Associate Professor Straughan said: "When you post a video online, you are not able to contextualise it for your audience and that's not fair to the people in the video."

However, it does not mean that whistle-blowers can no longer alert the authorities to suspected cases of abuse through social media.

"This provision applies only after a case has been brought to the attention of the director of social welfare," said MSF. "The reporting of a suspected case of abuse, neglect or self-neglect of a vulnerable adult to the ministry - either directly or through social media - would thus not be flouting the law."

Still, experts feel that whistle-blowers should report through official channels instead of posting online and calling on a public jury.

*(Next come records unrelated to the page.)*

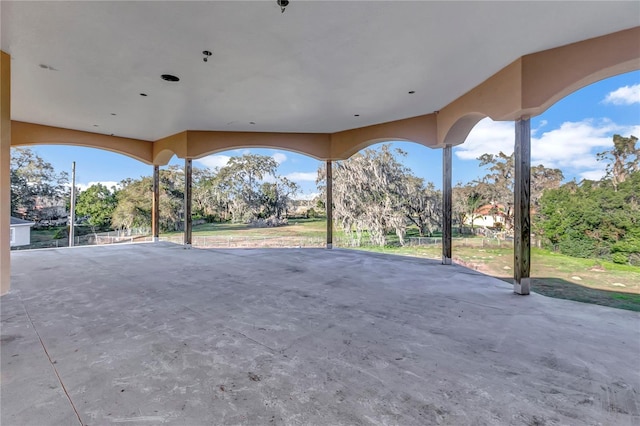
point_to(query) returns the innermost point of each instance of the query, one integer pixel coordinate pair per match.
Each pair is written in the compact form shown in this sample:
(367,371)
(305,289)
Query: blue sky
(567,136)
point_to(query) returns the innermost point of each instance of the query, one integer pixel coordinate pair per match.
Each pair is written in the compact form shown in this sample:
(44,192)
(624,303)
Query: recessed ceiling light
(169,77)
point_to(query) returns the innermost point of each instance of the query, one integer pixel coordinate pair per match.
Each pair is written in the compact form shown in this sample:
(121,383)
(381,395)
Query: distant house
(488,216)
(20,232)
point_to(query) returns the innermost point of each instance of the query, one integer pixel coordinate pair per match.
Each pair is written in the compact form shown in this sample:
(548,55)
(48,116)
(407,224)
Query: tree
(370,193)
(424,205)
(466,200)
(134,201)
(34,184)
(598,219)
(247,188)
(622,159)
(496,187)
(97,203)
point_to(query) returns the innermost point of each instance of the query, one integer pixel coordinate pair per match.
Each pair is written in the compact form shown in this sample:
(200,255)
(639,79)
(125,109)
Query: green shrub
(621,258)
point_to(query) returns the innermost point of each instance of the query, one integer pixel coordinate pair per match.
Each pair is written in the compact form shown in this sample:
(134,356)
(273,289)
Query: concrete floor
(152,333)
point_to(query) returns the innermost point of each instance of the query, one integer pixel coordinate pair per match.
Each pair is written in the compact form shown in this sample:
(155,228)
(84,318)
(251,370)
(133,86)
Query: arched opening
(570,182)
(387,197)
(41,186)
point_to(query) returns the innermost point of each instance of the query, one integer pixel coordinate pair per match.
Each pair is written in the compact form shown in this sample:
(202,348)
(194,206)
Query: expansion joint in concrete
(55,370)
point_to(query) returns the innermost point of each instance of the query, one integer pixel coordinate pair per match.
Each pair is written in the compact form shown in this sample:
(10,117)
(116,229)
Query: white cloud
(488,137)
(108,183)
(213,161)
(279,157)
(626,95)
(302,176)
(571,147)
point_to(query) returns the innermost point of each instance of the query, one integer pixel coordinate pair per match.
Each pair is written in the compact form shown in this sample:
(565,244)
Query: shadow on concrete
(563,289)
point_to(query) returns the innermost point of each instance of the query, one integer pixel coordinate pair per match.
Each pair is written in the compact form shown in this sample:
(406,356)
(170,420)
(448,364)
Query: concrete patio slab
(155,334)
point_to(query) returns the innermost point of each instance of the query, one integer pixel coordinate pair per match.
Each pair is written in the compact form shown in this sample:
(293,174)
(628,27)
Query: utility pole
(72,212)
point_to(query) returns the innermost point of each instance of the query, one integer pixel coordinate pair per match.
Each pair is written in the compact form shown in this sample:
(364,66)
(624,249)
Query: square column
(446,204)
(155,205)
(188,171)
(329,204)
(522,212)
(5,175)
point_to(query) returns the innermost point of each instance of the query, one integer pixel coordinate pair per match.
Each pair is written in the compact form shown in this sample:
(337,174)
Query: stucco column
(522,198)
(329,204)
(5,175)
(446,204)
(155,205)
(188,171)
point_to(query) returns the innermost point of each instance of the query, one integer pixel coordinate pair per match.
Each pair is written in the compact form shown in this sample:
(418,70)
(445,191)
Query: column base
(522,287)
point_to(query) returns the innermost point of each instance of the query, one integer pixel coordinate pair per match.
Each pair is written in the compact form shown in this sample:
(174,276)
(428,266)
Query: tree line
(374,195)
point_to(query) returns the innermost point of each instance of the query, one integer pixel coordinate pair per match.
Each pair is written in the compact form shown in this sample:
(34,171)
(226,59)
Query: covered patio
(155,334)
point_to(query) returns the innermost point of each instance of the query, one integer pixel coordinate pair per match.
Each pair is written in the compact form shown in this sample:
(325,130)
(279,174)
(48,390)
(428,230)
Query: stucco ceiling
(310,69)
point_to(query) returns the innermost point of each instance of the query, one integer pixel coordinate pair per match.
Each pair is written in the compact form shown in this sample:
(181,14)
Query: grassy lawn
(553,274)
(302,228)
(43,235)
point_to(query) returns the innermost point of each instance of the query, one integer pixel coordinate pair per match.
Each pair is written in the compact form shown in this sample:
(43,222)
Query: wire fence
(112,237)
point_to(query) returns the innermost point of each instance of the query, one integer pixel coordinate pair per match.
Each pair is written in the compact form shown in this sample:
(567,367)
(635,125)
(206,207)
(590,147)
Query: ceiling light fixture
(282,4)
(169,77)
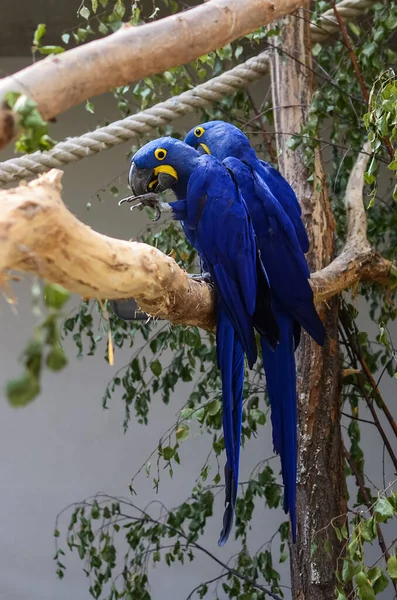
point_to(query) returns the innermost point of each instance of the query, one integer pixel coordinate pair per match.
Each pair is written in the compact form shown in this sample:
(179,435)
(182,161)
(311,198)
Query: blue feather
(230,357)
(282,240)
(281,386)
(216,221)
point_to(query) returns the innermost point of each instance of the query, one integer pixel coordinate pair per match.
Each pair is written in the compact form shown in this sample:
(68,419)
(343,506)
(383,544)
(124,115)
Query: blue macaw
(282,240)
(216,222)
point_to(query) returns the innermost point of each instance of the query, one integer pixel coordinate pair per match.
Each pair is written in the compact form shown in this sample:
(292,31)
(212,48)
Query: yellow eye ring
(160,153)
(198,132)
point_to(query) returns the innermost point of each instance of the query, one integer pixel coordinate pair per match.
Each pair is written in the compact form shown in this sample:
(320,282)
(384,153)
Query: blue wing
(286,196)
(227,243)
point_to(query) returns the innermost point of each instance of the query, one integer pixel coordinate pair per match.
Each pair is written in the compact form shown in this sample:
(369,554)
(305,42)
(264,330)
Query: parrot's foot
(203,277)
(150,200)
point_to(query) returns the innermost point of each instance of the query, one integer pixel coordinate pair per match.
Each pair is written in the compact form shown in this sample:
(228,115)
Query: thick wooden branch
(358,261)
(59,82)
(40,235)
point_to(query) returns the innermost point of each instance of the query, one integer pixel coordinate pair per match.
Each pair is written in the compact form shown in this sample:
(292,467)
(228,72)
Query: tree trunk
(321,494)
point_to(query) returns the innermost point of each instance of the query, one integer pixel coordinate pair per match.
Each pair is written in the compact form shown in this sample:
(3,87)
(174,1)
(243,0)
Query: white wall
(64,447)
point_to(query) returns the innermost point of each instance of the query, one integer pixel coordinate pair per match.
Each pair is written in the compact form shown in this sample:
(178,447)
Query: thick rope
(74,149)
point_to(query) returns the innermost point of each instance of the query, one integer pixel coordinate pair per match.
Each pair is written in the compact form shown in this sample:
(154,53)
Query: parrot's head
(219,139)
(160,165)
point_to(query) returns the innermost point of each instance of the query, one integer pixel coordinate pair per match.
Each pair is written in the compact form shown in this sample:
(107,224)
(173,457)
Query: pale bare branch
(40,235)
(59,82)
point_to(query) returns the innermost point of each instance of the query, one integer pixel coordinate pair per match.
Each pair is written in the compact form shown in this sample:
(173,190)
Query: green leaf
(156,367)
(392,567)
(214,407)
(258,416)
(348,570)
(186,413)
(378,579)
(22,390)
(38,34)
(182,433)
(50,50)
(56,359)
(383,509)
(316,49)
(168,452)
(354,28)
(55,296)
(84,12)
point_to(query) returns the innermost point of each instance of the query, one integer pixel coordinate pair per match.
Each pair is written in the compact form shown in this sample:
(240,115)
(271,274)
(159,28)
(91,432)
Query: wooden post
(321,497)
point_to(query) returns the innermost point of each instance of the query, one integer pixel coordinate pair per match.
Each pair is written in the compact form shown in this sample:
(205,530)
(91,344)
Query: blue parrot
(282,240)
(216,222)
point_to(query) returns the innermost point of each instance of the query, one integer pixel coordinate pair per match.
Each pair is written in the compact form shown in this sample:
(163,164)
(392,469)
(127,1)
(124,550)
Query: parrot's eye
(160,153)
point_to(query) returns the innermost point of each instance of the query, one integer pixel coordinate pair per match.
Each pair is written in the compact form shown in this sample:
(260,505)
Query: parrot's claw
(150,199)
(202,277)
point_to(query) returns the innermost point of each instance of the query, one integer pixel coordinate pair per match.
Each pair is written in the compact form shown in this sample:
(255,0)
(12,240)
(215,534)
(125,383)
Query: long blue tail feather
(230,356)
(281,386)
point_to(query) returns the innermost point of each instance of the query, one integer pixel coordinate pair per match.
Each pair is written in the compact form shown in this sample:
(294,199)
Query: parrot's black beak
(140,179)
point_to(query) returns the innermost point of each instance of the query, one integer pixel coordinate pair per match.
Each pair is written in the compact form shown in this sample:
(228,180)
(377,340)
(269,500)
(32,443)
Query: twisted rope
(74,149)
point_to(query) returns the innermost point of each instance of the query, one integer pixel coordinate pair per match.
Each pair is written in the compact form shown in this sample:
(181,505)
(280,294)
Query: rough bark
(57,83)
(321,495)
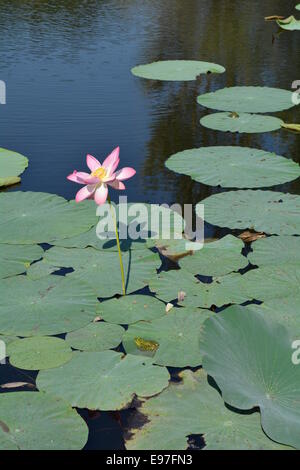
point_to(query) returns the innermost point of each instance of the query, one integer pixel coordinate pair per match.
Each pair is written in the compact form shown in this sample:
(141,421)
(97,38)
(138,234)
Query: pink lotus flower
(101,175)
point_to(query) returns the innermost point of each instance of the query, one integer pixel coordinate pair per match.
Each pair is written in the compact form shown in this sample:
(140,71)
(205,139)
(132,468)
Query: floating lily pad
(12,164)
(250,359)
(48,306)
(130,309)
(176,70)
(248,99)
(222,291)
(241,123)
(101,270)
(275,251)
(283,310)
(194,407)
(290,23)
(104,380)
(216,258)
(263,211)
(97,336)
(36,421)
(40,352)
(28,217)
(15,259)
(177,335)
(234,167)
(271,282)
(39,270)
(6,340)
(137,223)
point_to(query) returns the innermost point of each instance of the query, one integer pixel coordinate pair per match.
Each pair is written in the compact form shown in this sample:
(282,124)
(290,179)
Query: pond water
(67,66)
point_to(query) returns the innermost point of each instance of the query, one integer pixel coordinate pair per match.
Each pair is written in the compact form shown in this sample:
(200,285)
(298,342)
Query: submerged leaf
(36,421)
(190,407)
(176,70)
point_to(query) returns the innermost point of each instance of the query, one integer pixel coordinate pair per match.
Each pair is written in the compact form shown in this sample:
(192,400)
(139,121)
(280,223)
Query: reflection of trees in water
(231,34)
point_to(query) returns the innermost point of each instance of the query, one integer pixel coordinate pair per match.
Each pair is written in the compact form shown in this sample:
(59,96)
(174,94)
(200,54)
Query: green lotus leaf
(29,217)
(137,223)
(92,266)
(130,309)
(217,258)
(40,352)
(97,336)
(290,23)
(6,340)
(263,211)
(275,251)
(48,306)
(15,259)
(39,270)
(248,99)
(250,359)
(104,380)
(36,421)
(176,334)
(234,167)
(272,282)
(176,70)
(224,290)
(283,310)
(12,164)
(241,123)
(190,407)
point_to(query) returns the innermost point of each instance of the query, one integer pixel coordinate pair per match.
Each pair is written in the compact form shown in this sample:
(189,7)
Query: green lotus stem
(119,247)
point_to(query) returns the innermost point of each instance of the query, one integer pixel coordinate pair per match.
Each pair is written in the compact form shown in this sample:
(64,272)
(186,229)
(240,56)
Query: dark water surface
(70,92)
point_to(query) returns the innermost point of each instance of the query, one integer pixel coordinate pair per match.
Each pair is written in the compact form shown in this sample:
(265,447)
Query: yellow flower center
(100,173)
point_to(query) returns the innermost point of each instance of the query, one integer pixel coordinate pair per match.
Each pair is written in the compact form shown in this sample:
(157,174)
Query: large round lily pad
(182,285)
(40,352)
(48,306)
(177,336)
(29,217)
(234,167)
(263,211)
(101,270)
(97,336)
(104,380)
(191,407)
(130,309)
(284,310)
(275,251)
(216,258)
(241,123)
(248,99)
(176,70)
(250,358)
(36,421)
(137,223)
(15,259)
(12,164)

To encourage people to do so, there should be just one channel of reporting, said Prof Straughan, so that people are assured that cases will not fall through the cracks with multiple agencies involved.

Ms Petrine Lim, principal social worker at Fei Yue Family Service Centre, said people need to know who to report to so they will not be discouraged from whistle-blowing.

MP for Jalan Besar GRC Denise Phua said public discourse should not come at the expense of one's dignity. "The vulnerable people affected may not want their lives and identities exposed this way."